Cardiometabolic protein expression levels and pathways associated with kidney function decline in older European adults with advanced kidney disease
Clinical Kidney Journal, 2025
Aylward R., Hayward S., Chesnaye N., Janse R., Jonsson P., Torino C., Demetrio A., Szymczak M., Drechsler C., Dekker F., Evans M., Jager K., Wanner C., Rayner B., Ben-Shlomo Y., Tiffin N., Caskey F., Birnie K.

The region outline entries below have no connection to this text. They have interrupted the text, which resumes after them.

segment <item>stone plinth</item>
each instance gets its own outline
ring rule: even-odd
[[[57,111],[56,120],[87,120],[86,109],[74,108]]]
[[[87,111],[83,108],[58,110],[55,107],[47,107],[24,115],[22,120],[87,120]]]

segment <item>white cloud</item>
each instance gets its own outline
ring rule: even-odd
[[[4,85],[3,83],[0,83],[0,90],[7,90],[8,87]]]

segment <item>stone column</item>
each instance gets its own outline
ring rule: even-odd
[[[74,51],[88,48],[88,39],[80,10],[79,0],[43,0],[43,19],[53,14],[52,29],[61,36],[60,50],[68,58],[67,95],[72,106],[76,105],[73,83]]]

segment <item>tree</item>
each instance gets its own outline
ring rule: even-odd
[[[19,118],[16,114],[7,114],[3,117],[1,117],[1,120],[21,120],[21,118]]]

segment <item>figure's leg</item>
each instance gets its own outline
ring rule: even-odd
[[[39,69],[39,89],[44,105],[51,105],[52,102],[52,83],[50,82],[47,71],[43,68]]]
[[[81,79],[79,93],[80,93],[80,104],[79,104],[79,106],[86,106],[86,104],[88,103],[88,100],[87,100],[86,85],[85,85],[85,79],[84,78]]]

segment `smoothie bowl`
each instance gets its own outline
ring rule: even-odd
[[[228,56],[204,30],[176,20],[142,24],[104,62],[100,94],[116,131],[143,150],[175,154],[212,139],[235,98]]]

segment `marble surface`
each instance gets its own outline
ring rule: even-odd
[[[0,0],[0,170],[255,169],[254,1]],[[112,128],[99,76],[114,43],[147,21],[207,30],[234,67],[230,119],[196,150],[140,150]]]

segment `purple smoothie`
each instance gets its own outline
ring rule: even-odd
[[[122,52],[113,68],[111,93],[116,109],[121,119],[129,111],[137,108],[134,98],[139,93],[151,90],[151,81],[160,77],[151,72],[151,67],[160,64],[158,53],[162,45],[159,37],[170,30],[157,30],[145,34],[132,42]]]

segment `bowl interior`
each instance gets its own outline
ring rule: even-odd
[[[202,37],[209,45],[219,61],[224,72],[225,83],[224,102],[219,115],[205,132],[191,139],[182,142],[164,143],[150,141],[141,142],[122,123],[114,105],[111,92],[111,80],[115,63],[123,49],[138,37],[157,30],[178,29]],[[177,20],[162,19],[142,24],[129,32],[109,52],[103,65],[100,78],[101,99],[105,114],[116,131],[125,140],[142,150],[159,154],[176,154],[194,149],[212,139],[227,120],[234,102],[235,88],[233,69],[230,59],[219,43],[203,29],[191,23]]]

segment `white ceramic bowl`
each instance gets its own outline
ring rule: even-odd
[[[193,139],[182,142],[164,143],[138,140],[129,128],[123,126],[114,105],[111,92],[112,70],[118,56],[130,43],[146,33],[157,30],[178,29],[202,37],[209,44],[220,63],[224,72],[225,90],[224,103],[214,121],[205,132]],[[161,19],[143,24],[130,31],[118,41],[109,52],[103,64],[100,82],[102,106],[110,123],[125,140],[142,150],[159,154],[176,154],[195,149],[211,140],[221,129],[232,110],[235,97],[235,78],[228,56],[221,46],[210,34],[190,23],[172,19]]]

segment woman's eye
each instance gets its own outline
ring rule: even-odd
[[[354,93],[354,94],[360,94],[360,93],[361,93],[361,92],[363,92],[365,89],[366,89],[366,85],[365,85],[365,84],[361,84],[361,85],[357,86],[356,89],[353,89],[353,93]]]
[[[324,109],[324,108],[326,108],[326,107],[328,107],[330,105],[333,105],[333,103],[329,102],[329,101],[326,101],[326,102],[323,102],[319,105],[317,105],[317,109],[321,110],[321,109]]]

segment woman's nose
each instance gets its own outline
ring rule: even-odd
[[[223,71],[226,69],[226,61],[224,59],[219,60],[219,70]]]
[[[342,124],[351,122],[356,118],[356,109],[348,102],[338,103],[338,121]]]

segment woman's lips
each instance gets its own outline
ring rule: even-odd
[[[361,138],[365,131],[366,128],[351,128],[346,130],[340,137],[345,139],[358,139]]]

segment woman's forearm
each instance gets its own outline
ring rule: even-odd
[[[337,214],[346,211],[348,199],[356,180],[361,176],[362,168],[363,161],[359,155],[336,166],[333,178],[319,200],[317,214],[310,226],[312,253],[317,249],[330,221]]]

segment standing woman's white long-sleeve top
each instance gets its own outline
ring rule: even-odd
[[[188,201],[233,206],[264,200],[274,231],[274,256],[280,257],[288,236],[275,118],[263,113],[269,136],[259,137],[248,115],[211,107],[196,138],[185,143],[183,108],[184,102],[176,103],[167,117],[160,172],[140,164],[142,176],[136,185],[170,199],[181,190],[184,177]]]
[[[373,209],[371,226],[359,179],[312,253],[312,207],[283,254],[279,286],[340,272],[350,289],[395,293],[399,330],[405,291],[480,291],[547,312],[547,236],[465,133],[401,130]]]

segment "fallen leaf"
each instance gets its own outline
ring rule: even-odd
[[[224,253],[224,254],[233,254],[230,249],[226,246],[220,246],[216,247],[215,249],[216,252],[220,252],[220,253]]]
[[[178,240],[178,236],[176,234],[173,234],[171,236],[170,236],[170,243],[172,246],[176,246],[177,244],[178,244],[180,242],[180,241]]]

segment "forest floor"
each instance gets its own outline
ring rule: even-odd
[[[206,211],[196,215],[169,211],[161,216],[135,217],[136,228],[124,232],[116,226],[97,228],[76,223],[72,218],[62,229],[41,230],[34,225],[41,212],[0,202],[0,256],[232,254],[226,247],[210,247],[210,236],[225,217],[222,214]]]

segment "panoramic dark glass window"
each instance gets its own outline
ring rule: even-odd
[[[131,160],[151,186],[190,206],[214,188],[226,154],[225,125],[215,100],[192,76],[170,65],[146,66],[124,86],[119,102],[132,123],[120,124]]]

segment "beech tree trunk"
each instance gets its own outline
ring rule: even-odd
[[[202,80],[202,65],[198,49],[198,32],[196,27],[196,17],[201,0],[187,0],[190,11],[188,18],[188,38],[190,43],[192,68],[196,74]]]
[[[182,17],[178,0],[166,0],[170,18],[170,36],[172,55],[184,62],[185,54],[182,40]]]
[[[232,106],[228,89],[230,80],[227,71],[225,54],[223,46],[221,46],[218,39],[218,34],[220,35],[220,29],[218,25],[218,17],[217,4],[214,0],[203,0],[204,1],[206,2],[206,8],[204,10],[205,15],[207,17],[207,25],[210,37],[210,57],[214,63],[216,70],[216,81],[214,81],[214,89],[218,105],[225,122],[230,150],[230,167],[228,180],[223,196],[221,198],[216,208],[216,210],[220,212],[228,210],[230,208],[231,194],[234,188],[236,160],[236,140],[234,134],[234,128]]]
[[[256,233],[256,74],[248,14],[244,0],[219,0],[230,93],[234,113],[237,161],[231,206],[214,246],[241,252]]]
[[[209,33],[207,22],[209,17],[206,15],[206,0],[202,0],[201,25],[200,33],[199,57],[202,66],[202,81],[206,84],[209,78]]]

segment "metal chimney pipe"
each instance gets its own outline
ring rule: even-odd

Disease area | Application area | Sample type | Products |
---|---|---|---|
Nephrology | Pathophysiology | Plasma | Olink Target 96 |
Abstract
Background
Cardiovascular disease and chronic kidney disease (CKD) progression pathophysiology are similar. We investigated associations of cardiometabolic protein expression and pathways with kidney function decline in older adults with advanced CKD referred for nephrology assessment.
Methods
Two plasma proteomic panels analysed at baseline (Olink® cardiometabolic T96 and cardiovascular II T96, Uppsala, Sweden) and longitudinal estimated glomerular filtration rate (eGFR) data from European adults aged >65 years with a single eGFR of <20 mL/min/1.73 m2 [European Quality (EQUAL) Study] were used to explore mechanisms of CKD progression. Protein-slope associations were estimated using generalized linear mixed-effects models and with a false-discovery rate P < .05 taken to validation to verify the effect size of the association. Proteins were further modularized into biological pathways using pathway enrichment analysis.
Results
A discovery sub-cohort of 238 complete-case participants from Germany, the UK and Poland (median age 76 years, 41% female sex, median baseline eGFR 17.8 mL/min/1.73 m2) were included and 246 participants from Sweden formed the validation sub-cohort (median age 75 years, 28% female, median baseline eGFR 17.5 mL/min/1.73 m2). Of the 175 analysed proteins, higher expression levels of Receptor-type tyrosine-protein phosphatase S [–15.4% change in eGFR per year per doubling of protein expression; 95% confidence interval (CI) –23.5%, –7.6%], Insulin-like growth factor binding protein 6 (–7.9%; 95% CI –12.3%, –3.5%) and Ficolin 2 (–7.4%; 95% CI –12.0%, –2.8%) showed a validated association with eGFR decline.
Conclusions
Higher expression levels of proteins and biological pathways involving fibrogenesis and the complement cascade were found to be associated with kidney function loss. However, study limitations and unavailability of concurrent kidney cellular proteomic signatures necessitate further study.